If there is a narrow dependency, then the child partition is only dependent on 1 parent partition. The parent partition's data can be processed on 1 machine and the child partition can then exist on the same machine. No shuffling of data is necessary.
If there is a wide dependency, then 1 child partition is dependent on many parent partitions. The parent partitions may exist on many machines, so the data must be shuffled across the network in order to complete the data processing.
I'm very new to Spark and don't really know the basics, I just jumped into it to solve a problem. The solution for the problem involves making a graph (using GraphX) where edges have a string attribute. A user may wish to query this graph and I handle the queries by filtering out only those edges that have the string attribute which is equal to the user's query.
Now, my graph has more than 16 million edges; it takes more than 10 minutes to create the graph when I'm using all 8 cores of my computer. However, when I query this graph (like I mentioned above), I get the results instantaneously (to my pleasant surprise).
So, my question is, how exactly does the filter operation search for my queried edges? Does it look at them iteratively? Are the edges being searched for on multiple cores and it just seems very fast? Or is there some sort of hashing involved?
Here is an example of how I'm using filter: Mygraph.edges.filter(_.attr(0).equals("cat")) which means that I want to retrieve edges that have the attribute "cat" in them. How are the edges being searched?
How can the filter results be instantaneous?
Running your statement returns so fast because it doesn't actually perform the filtering.
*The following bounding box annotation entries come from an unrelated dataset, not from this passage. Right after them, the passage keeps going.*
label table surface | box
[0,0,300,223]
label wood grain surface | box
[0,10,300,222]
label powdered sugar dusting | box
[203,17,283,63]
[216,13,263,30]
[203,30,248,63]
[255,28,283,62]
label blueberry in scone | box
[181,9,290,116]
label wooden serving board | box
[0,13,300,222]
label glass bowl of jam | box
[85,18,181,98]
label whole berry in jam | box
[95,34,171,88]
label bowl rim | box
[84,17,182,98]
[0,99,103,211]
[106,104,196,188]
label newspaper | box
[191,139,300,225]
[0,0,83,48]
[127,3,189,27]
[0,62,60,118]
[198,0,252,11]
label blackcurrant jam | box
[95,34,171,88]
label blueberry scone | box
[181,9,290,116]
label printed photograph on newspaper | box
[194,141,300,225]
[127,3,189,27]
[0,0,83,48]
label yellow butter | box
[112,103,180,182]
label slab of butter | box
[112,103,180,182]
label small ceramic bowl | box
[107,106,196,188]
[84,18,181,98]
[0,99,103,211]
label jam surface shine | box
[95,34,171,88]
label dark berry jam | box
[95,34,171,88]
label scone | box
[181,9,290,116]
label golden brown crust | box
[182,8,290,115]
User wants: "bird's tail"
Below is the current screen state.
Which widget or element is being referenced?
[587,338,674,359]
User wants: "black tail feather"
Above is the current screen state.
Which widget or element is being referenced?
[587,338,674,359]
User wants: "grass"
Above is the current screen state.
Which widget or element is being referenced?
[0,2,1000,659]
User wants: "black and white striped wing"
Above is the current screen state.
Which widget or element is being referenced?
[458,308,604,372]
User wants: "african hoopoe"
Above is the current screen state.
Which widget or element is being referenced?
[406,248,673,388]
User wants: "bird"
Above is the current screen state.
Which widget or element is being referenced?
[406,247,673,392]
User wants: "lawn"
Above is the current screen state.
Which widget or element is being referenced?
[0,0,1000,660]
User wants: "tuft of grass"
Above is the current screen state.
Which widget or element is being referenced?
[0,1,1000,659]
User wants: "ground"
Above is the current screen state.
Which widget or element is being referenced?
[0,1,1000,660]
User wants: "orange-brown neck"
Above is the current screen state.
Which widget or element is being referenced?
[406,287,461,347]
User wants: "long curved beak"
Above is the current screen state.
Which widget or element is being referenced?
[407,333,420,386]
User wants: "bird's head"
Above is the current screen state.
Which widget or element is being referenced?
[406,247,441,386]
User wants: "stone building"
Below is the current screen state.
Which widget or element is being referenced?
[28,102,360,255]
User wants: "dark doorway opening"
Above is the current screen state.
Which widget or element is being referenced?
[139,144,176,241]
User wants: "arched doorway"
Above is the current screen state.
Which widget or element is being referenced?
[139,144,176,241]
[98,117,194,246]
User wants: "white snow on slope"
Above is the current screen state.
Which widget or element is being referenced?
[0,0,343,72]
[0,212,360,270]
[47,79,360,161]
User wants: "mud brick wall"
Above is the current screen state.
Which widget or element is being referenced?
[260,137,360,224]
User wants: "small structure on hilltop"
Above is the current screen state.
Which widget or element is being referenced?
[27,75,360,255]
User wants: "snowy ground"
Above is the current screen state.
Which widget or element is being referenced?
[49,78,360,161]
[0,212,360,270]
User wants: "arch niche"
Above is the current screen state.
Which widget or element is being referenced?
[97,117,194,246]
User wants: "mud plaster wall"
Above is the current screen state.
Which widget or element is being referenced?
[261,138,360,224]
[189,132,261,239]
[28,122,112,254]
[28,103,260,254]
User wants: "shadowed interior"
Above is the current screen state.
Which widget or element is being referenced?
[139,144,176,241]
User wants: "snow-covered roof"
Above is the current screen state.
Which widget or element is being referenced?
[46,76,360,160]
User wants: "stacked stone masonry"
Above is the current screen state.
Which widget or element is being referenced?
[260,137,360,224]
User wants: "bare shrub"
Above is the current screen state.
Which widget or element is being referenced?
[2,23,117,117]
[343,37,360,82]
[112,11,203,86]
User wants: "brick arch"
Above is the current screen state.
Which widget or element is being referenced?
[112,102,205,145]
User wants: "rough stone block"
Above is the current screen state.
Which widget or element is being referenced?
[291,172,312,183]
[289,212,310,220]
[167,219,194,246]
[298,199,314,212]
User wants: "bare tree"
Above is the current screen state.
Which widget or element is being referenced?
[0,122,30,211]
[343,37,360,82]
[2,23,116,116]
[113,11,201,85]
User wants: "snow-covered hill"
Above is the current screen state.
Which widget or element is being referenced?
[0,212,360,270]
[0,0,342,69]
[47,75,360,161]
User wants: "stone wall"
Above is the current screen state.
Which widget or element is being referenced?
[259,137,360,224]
Spark uses lazy evaluation: it doesn't actually perform transformations until you perform an action which actually gathers the results. Calling a transformation method, like filter just creates a new RDD that represents this transformation and its result. You will have to perform an action like collect or count to actually have it executed:
def myGraph: Graph = ???
// No filtering actually happens yet here, the results aren't needed yet so Spark is lazy and doesn't do anything
val filteredEdges = myGraph.edges.filter()
// Counting how many edges are left requires the results to actually be instantiated, so this fires off the actual filtering
println(filteredEdges.count)
// Actually gathering all results also requires the filtering to be done
val collectedFilteredEdges = filteredEdges.collect
Note that in these examples the filter results are not stored in between: due to the laziness the filtering is repeated for both actions. To prevent that duplication, you should look into Spark's caching functionality, after reading up on the details on transformations and actions and what Spark actually does behind the scene: https://spark.apache.org/docs/latest/programming-guide.html#rdd-operations.
How exactly does the filter operation search for my queried edges (when I execute an action)?
in Spark GraphX the edges are stored in a an RDD of type EdgeRDD[ED] where ED is the type of your edge attribute, in your case String. This special RDD does some special optimizations in the background, but for your purposes it behaves like its superclass RDD[Edge[ED]] and filtering occurs like filtering any RDD: it will iterate through all items, applying the given predicate to each. An RDD however is split into a number of partitions and Spark will filter multiple partitions in parallel; in your case where you seem to run Spark locally it will do as many in parallel as the number of cores you have, or how much you have specified explicitly with --master local[4] for instance.
The RDD with edges is partitioned based on the PartitionStrategy that is set, for instance if you create your graph with Graph.fromEdgeTuples or by calling partitionBy on your graph. All strategies are based on the edge's vertices however, so don't have any knowledge about your attribute, and so don't affect your filtering operation, except maybe for some unbalanced network load if you'd run it on a cluster, all 'cat' edges end up in the same partition/executor and you do a collect or some shuffle operation. See the GraphX docs on Vertex and Edge RDDs for a bit more information on how graphs are represented and partitioned.